The Charter Arms company’s claim to fame is its line of small frame concealable revolvers designed for personal protection with the Bulldog being its flagship handgun since the gun was first released in 1973. While the gun and the company itself has gone through various incarnations ever since the spirit has remained the same. Former Ruger employee Doug McClenahan envisioned a one piece framed snub-nosed revolver with fewer moving parts and a big bore punch while retaining the small frame revolver dimensions so trusted by law enforcement and civilians at the time. While the original version with an exposed ejector rod, blued steel finish, and wood grips is still currently offered as of 2014 the newest version features a satin stainless steel finish, a full neoprene grip, and a 2.5 inch barrel protected by an under-lug. The guns are available in either 44 Special or 357 Magnum. The initial testing was done between Aug. 2013 and Feb. 2014. I am happy to give this firearm my blessing. Here is why.
I went to the local big chain retailer whom will remain nameless and browsed along the gun counter and saw a young employee flick his wrist and shut a beautiful stainless steel 44 Bulldog in a way that could break the gun. Offended, I asked to see it. I checked the timing and found it to be great so I told him immediately wanted it and before I brought it home I gave him a real scolding. I got home and set it next to my Smith and Wesson Chief’s Special, a gun the Bulldog was designed to compete with. The cylinder of the gun is just 1/4 inch thicker than on the .38 cal Smith and Wesson but housed a much bigger cartridge. While the .38 Special cartridge is no slouch, the bigger and wider bullet of the .44 Special gives more comfort to the shooter and both rounds are excellent target rounds but these are guns designed for self defense. The .357 Magnum version of the Bulldog also may fire .38 Special cartridges. The 44 Special’s parent, the .44 Russian may also be fired in the 44 caliber version of that gun but ultimately I ended up testing two defensive hand loads.
This was in the middle of the ammo shortage of 2013 and Double Tap sent me a couple boxes of their 44 Special 200 grain hollow point bullet for me to test. These are hot rounds with an advertised muzzle velocity of about 1000 fps out of the Bulldog with about 530 pounds of energy. Easily doubling many 38 Special loads in power. The second load, tested in February was 190 grain PMC ammunition. Bullet weights vary from 160-250 grains in the 44 Special and most Bulldog owners agree that lighter faster bullets are more accurate in this model.
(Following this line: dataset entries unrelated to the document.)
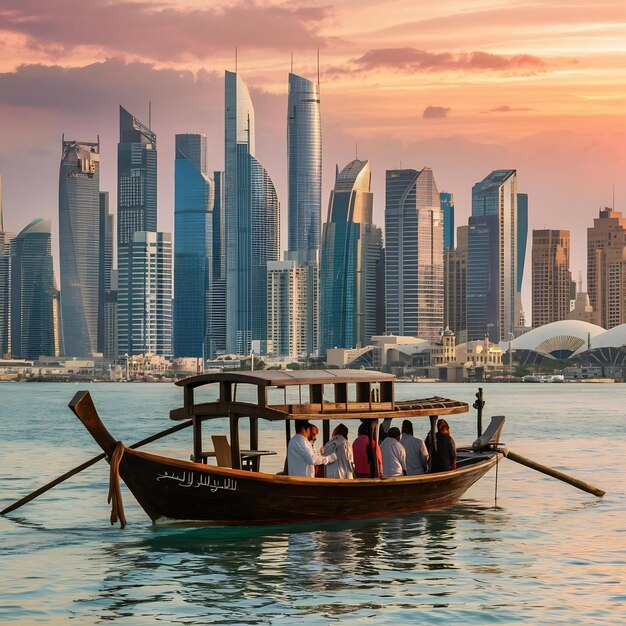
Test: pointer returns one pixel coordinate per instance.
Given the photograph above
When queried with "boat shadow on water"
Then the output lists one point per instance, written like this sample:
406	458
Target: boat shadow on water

My first outing with the 44 Bulldog lead to about 100 rounds going downrange that day. At the very best I was able to keep five shots in a 6 inch group from a typical self defense distance of seven yards. The standard Bulldog model has an exposed hammer but cocking the hammer for a lighter trigger pull did not help with accuracy. Blast was impressively fiery but the full Neoprene grip dampened recoil very nicely and it was a pleasant gun to shoot. A complaint I found on the first outing was that the fixed sights shot quite low. Perhaps a heavier grained bullet would raise the point of impact on target? I never got to find out. When testing resumed using 190 grain PMC the results were a little better with all shots just below the bullseye target. Either one of these groups is adequate for self protection at close range. As intended. It is not a sniper’s weapon.
In conclusion I believe the Charter Arms Bulldog as made today is a fine gun for self defense. The size is concealed in the waistband with ease and open holsters are also available should you want the Bulldog with you during a wilderness walk. Snake shot and solid lead loads are available for that purpose. The caliber is comforting and leaves nothing to be desired in terms of power. There are obvious reservations though.
1) The neoprene grip is comfortable but may be too big for concealed carry but this can be remedied with other Charter grips.
2) Buffalo Bore warns against use of most of its self defense loads in the Bulldog so be sure to check the box on Buffalo Bore 44 Special ammo before using it. Major brands of ammunition and judicious hand loads may be used though.
3) The ejector rod used to dump the empty cases from the gun to reload is far too short. But that is true with all snub nosed revolvers. The barrel is short so the ejector must be too. This means the cases are not fully ejected but extracted. Gravity allows the cases to fall but sometimes a case might need to be manually pulled even when extracted.
But even with these reservations I full recommend the Bulldog and there is a variant out there for you. The stories of Charter Arms guns being junk are due to prolific killings using Charter Arms revolvers, poor quality control when the successor companies after Charter Arms made them but now Charter Arms is back under original ownership and is making their guns as good or better than before. I would stay away from Charco or Charter 2000 versions however. But if you find a new Charter Arms gun or an old one. Do not be shy. Buy it. It just might save your life.